National Achievers Congress #1

By Elie - 3:25 PM

So it's been a week since my last update and it proves I am sort of trying? Also I can't help but realize this is the opening to every blog post nowadays; a mark that I am feeling quite guilty. But anyway, here's a wordy vomit about the National Achievers Congress 2014 of which I attended last Sunday...which really just puts this as a back dated post. The cool thing about the NAC is that Yen Wern, Kevin and I had already purchased our tickets on April Fool's Day, truly thinking that it was a prank by XING Events because they were priced at RM 14 per ticket. We've saved tons because apparently the originals had a price tag of RM 197. *Gets my Chinese mode on*

Granted, the only reason we were there was for one man and one man only: Nick Vujicic. If the name doesn't ring a bell, WHERE HAVE YOU BEEN? then you should probably check this video out. It's worth every single minute and it broke me to tears the first time I watched it. I mean, this man here has no arms and no legs but he's undoubtedly more positive than 80% of regular people on the streets. This man literally goes beyond limits of what we normal people would achieve.

Here's the best picture I got of Nick Vujicic thanks to Callie's elder sister!

Because this was my view throughout the talk.

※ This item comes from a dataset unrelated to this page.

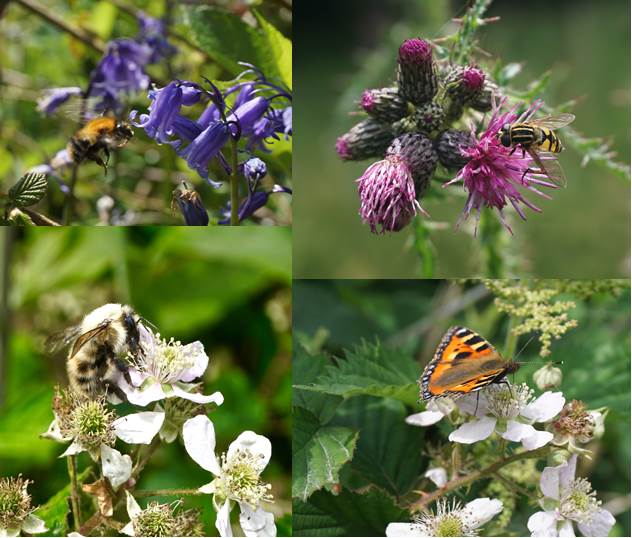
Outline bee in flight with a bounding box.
[498,114,575,186]
[67,116,134,174]
[46,303,142,401]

Thanks to my genius memory however, I don't remember much of the things that he spoke about but this one stuck: HOPE. Hope to hang onto life, hope to hang onto all we do and hope to always rise above the storms of which we have to pass. Interesting isn't it, this thing we call hope? Personally, I've been quite a negative person; quite unlike the personality I have built for people to see. But that's normal isn't it? We're always seeking the bad things in us, never the good. We're always looking into the mirror thinking we're too fat, too short, too ugly or just not quite enough.

And here's what Nick Vujicic got us to do. At the top of your head, list out 3 things you could possibly say about yourself. Don't even THINK about it, just go ahead and let it pop. It could be physical, it could be something of mental strength. Mine turned out at the top of my head like a fish flopping out of the sea; struggling to be saved.

I'm too short. 

 An excuse to post up this picture again!

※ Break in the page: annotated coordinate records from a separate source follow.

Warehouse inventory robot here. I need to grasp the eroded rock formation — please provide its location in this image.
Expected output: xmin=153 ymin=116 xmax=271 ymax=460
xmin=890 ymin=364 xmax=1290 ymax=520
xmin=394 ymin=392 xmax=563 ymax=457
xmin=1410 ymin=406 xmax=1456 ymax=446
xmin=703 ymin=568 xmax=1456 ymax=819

Fact is, I have never been happy with my height. Standing at only 158 CM tall is nothing to be proud of and to make things worse, my lifelong dream career is one that requires someone to be of a good height. Preferably 160 CM or higher. But here I am anyway, the shorty of any group at all. I'm the shortest amongst my best friends from school, the shortest amongst college friends and I suppose I am the shortest amongst my colleagues too. Sometimes words do hurt, especially when anyone asks me about my one and only dream job and it follows with a, "Are you sure? Are you tall enough? I thought stewardesses had to be tall and thin." Well people, I'm pretty sure if I've made it my dream, I will MAKE it a reality in a manner of time.


I'm too paranoid.

Another excuse for an entry of a selfie

Fear, if anything is always controlling my life. The fear of trying harder, the fear of failing and the fear of almost everything...like cockroaches.And then there's paranoia. It's one of the worst things to feel especially when you're trying really hard because somehow or rather, you will blame yourself when it goes wrong but you'll never feel good at success. You will only be thinking that you've done something right and now you'll have to keep doing the same thing so you don't do anything wrong anymore. In fact I can be so paranoid, I would prepare an entire week's worth of work from home because I'm too scared to be at a loss for time in the office. Not a good sign.

I'm too stupid.

Were you expecting another selfie? Well then, here's my Japanese homework in place of my face!

I guess I tell a lot of people this but I am not exactly the brightest bulb around town. I am horrific at math, I failed geography (For the longest time I had no idea if Thailand was above Malaysia or below, okay?) and needless to say, history is as its name suggests. I learn things a little slower than others and explaining things to me takes a lot of time because the gears in my head somehow gets stuck a lot easier than regular people. It's quite an issue for me because of how forgetful I am and without constant practice of something, I will tend to let it slip off my mind. It just doesn't stick. I would try hard though but a lot of things are much easier said than done. I would try to write things out or struggle in crafting words so much so there was a point in time that I questioned myself if I was autistic in some way or another. Which is why I am really glad my company still decided to hire me anyway. (Please dear God, don't let anyone from my office see this, please...)

And those were the 3 things that popped up. Physically and mentally; they come hand in hand.  Obviously though, there is a fix for everything and it probably just all starts with yourself. As long as you're working hard to get over them, I guess you're safe. But yes, this was just a part of what Nick Vujicic got us to do. I'm really not going to keep vomiting into this post but if you'll just give me a little bit of time then I'll come up with the next part. Probably in a week. Or so. Until then, how about YOU come up with your own top 3 things about yourself kind of list. 3 things that you can think about yourself and it doesn't matter if it's positive or negative. Just whatever that comes to mind without a lot of thought being put in. Good luck.